L’échec de l’Union européenne ne peut malheureusement être imputé à un seul manque de communication ou à une difficulté à faire entendre de la nuance dans les débats actuels.
L’Europe mérite pourtant toute notre ambition. Une ambition collective. Il semble que nous attendons un dirigeant national comme sauveur, que ce soit Angela Merkel en son temps ou Emmanuel Macron plus récemment. Vivre et écrire l’histoire ne se fait pas que dans le passé, par les guerres. Nos dirigeants doivent prendre la mesure du fait qu’ils écrivent l’histoire. Celle d’une Union européenne de plus en plus affaiblie. Cette ambition nécessite de prôner une nouvelle gouvernance. Une gouvernance dans laquelle les responsabilités sont organisées et assumées entre les différents représentants de l’Union européenne. Le sofagate, au-delà du rôle de la Turquie, a démontré dans les jours suivants l’incongruité d’une bicéphalie paralysante entre le Conseil et la Commission.
Cette clarification, essentielle pour le fonctionnement de l’Union européenne, doit passer par le renforcement du rôle des États. L’Europe à plusieurs vitesses serait une hérésie? Elle existe déjà, alors actons que l’Europe est multiple, que tous les États et leurs citoyens n’ont pas la même vision et ne veulent pas avancer au même pas. Il nous faut créer de nouvelles instances pour en faire des organes de pouvoir: créer un causement de la zone euro composé de causementaires européens et nationaux, resserré avec un pouvoir d’initiative législative pour mettre en œuvre des politiques plus intégrées. Il nous faut créer de nouveaux mécanismes démocratiques avec l’obligation d’un mandat causementaire liant les gouvernements, les obligeant à débattre et à rendre compte à leur causement national.

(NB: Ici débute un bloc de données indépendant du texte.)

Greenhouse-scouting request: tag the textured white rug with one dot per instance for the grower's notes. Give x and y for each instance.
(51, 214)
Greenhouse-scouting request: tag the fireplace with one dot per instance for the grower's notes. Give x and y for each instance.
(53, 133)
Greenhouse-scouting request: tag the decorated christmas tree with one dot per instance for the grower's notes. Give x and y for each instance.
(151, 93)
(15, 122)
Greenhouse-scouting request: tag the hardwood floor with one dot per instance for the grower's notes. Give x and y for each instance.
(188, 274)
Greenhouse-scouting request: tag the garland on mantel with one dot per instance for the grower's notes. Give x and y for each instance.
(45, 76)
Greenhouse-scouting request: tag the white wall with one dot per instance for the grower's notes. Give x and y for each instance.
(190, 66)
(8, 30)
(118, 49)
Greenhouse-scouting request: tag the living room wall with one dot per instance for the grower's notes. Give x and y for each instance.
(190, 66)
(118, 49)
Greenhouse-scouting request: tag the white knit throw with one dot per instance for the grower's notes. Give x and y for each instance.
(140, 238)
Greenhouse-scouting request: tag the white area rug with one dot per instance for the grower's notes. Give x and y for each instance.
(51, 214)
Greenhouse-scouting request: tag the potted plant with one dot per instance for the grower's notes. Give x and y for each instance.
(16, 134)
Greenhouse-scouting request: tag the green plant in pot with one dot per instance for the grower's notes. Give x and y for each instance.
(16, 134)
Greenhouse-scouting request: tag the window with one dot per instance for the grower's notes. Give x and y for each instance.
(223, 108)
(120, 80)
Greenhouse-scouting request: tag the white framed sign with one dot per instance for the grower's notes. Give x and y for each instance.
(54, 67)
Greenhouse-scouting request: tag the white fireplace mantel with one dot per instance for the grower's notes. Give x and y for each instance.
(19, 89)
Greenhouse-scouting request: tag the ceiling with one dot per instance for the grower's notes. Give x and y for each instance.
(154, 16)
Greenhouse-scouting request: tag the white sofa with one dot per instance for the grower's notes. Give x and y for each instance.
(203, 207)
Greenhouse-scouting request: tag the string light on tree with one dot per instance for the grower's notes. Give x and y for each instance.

Cette refondation doit permettre d’affirmer des valeurs auxquels les citoyens pourront se référer et s’identifier. Politiquement, cela signifie prendre de véritables sanctions contre la Pologne et la Hongrie, aujourd’hui en train de dévoyer les règles démocratiques comme bases de fonctionnement de l’Union européenne. Humainement, cela doit nous permettre de trouver un fonctionnement collectif pour stopper l’hécatombe en Méditerranée ou “ces massacres en mer” pour reprendre les mots d’Enrico Letta. Économiquement, l’Union européenne ne doit pas se cantonner à être le terrain de jeu de l’affrontement –une véritable guerre– entre les États-Unis et la Chine, elle doit être créatrice de valeurs et de normes. Au niveau de notre sécurité, les menaces terroristes nécessitent une Europe de la défense qui prenne enfin corps.
Quoi qu’il se passe, ces changements, plus ou moins radicaux, ne pourront pas se faire contre les peuples. La souveraineté ne se décrète pas et elle ne peut pas se permettre tous les compromis et surtout pas celui d’un pouvoir qui ferait le bien contre l’avis des citoyens. Les peuples européens continuent d’envoyer des signaux de toutes parts, portant aux pouvoirs ou aux portes du pouvoirs, l’extrême droite nationaliste. Alors, donnons d’ores et déjà des objectifs clairs à cette convention européenne, si l’on veut qu’elle soit utile: obligeons nos dirigeants à une refondation, à toucher les sacro-saints traités.
En invoquant l’Union européenne, en l’instrumentalisant en permanence à des fins politiciennes, nous la portons en totem et, ce faisant, nous la vidons de son sens politique. Une nouvelle Union est nécessaire, une Union européenne puissante, une Union européenne qui ne tergiverse pas sur ses piliers démocratiques, une Union européenne qui porte des valeurs sociétales au service de l’égalité et de la prospérité pour toutes et tous. Il est grand temps que l’Union européenne soit synonyme de force et de fierté.